Ils soutiennent que :
— leur requête est recevable dès lors qu’ils justifient d’un intérêt à agir, qu’elle a été enregistrée dans le délai de recours contentieux et qu’ils ont accompli les formalités prévues par les dispositions de l’article R. 600-1 du code de l’urbanisme ;
— l’arrêté attaqué est entaché d’incompétence faute pour son signataire de justifier d’une délégation de signature régulière ;
— il est entaché d’insuffisance de motivation ;
— les dispositions de l’article 10 de la zone UG-1 du règlement du plan local d’urbanisme (PLU), qui fondent la décision attaquée, sont entachées d’illégalité faute d’établir une règle suffisamment claire et précise quant à la hauteur des constructions.
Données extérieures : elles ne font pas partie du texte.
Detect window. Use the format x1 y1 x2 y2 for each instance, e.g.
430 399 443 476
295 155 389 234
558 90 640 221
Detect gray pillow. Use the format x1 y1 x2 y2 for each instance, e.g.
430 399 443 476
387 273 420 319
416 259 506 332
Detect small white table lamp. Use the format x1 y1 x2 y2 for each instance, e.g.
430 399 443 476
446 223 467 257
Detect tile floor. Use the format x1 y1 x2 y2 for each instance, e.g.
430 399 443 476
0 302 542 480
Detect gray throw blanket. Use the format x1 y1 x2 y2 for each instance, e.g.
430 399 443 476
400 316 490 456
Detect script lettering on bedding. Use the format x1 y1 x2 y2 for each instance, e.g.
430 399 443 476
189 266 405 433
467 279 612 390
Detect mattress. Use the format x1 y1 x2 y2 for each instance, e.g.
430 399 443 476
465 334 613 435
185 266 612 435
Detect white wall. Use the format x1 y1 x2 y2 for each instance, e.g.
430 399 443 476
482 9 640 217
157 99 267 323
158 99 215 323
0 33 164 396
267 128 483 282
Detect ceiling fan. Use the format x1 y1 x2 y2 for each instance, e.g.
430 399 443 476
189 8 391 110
Par un mémoire en défense, enregistré le 28 avril 2023, la commune de Saint-Michel-sur-Orge conclut au rejet de la requête.
Elle fait valoir que les moyens de la requête ne sont pas fondés.
Vu les autres pièces du dossier.
Vu :
— le code de l’urbanisme ;
— le code de justice administrative.
Les parties ont été régulièrement averties du jour de l’audience.
Ont été entendus au cours de l’audience publique :
— le rapport de M. Maljevic, premier conseiller,
— et les conclusions de Mme Amar-Cid, rapporteure publique.
Considérant ce qui suit :
1. Par un arrêté du 2 novembre 2022, le maire de la commune de Saint-Michel-sur-Orge a refusé de délivrer à M. et Mme E le permis de construire sollicité en vue de réaliser des travaux de surélévation d’une maison existante. Par la présente requête, ils demandent au tribunal d’annuler cet arrêté.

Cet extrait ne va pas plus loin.